Sa rencontre avec Wajdi, envoûtant et révolté, marquera son cœur et son esprit Ce sera avant de gagner la Bretagne et, peut-être, de parvenir à combler les énigmes de son histoire prise au piège de l’oubli.

Ce que j’en pense :

On suit l’histoire de l’héroïne, une jeune femme dont on connaîtra le nom bien plus tard, sur une courte période, à Paris pendant l’hiver 2016-2017, puis en Bretagne sur trois mois également pour revenir à Paris. Trois saisons en gros, …

Elle vient de sortir de l’hôpital psychiatrique, où elle a testé antidépresseurs, anxiolytiques, neuroleptiques, sismothérapie (cela fait moins grave qu’électro-choc et plus proche de la Terre) en ayant perdu complètement la mémoire, avec une haine pour les psys, lesquels pensent qu’il ne faut pas l’aider, elle doit retrouver toute seule .

Camille, qu’elle appelle souvent K. car elle ne sait pas qui il est, mais parfois par son prénom, essaie de l’aider comme il peut, tout en respectant la consigne. Il n’est pas non plus très bien dans sa peau ni sa tête, il essaie d’adapter un roman de Louis Guilloux « Le sang noir » en BD, mais l’inspiration n’est pas vraiment là. Est-il pas lui-aussi en quête de quelque chose ?

On va suivre l’héroïne dans sa quête d’identité, qui la conduit souvent à tutoyer la ligne, à se mettre en danger, flirter même avec le danger , car elle se lance dans des rencontres improbables, des expériences sexuelles compliquées, pour retrouver au moins une identité corporelle, à défaut de savoir qui elle est. Une résilience est-elle possible quand il reste à peine quelques flashes, des cauchemars , des mots qui résonnent étrangement parfois, vrai ou pseudo-souvenirs ?

« Le mot poison m’avait électrifiée. Comme s’il état le sens de ma vie, que je découvrais enfin. Comme s’il me permettait de soulever un grand voile. Le mot poison longea à toute allure ma colonne vertébrale. J’entendis alors comme en songe la voix d’un homme me dire : votre destin est d’empoisonner l’eau potable publique.. »

Elle est attachante quand elle s’accroche à son carnet pour noter des mots, leur sens, leurs synonymes, comme une trame à laquelle s’accrocher, s’ancrer un peu plus dans la réalité.

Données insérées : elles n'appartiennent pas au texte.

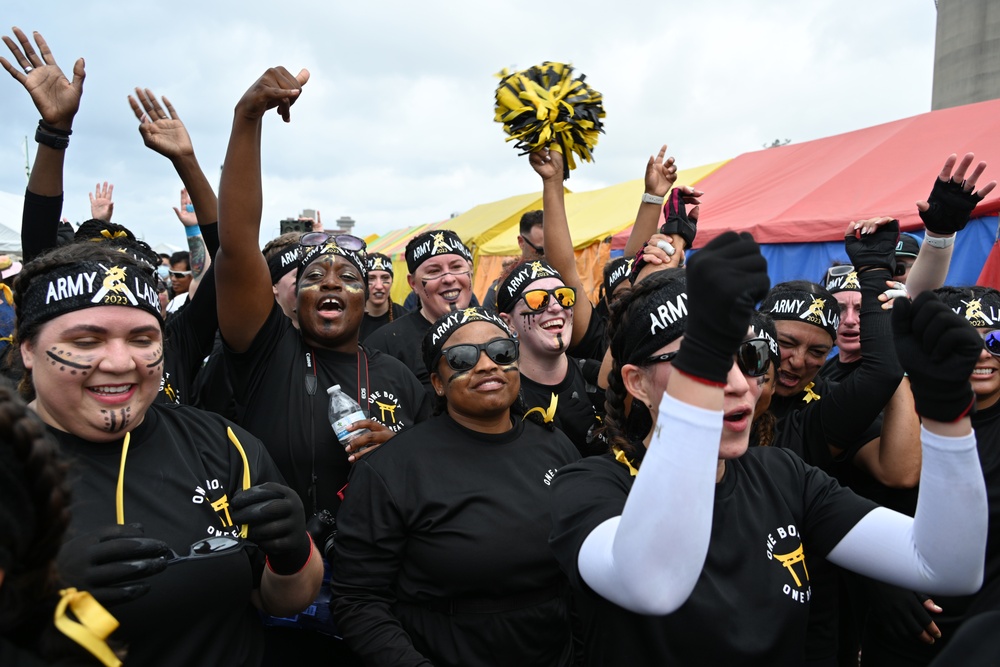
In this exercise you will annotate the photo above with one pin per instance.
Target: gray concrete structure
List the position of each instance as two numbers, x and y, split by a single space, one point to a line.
966 53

Ce roman fait voyager dans un univers particulier, sur fond de dérèglement climatique, très anxiogène, avec une jeune dont on apprend tardivement le nom, et dont le psychisme part en vrille. On comprend très vite qu’il s’est passé quelque chose de grave, car pas de famille, une violence permanente, avec des passages à l’acte (crever des pneus par exemple) et une soif de vengeance…

On se laisse prendre à ce récit, on a envie de savoir, de comprendre ce qui a pu se passer autrefois, démêler un peu en tout cas ? J’ai eu parfois l’impression, que Louise Browaeys nous questionnait sur l’identité, la nature de notre planète Terre, autant en danger que l’héroïne. Ce roman n’est pas à prendre au premier ni même au second degré, cela va beaucoup plus loin dans la réflexion…

Il me reste en refermant le livre, une sorte de malaise, et une interrogation : jusqu’où peut conduire la peur de dérèglement climatique, la montée des océans, la disparition de certaines espèces, l’obsession d’une nourriture saine, la crainte du nucléaire ou encore de l’intelligence artificielle ? Doit-on s’enfouir dans un blockhaus ?

J’aime beaucoup le terme « dislocation » qui pourrait très bien être rajouté au vocabulaire de la psychiatrie, car il est très évocateur et moins rébarbatif que d’autres nom de pathologies et l’auteure la définit ainsi…

On parle de dislocation lorsque coexistent des hallucinations, un langage délirant et hermétique, des conduites incohérentes, une humeur dépressive ou euphorique, une désorganisation de la pensée, une perturbation des affects…

dans le cas de ces femmes, la dislocation psychique semble intervenir lorsqu’elles identifient entièrement leur vie et leur destin à ceux de la Terre.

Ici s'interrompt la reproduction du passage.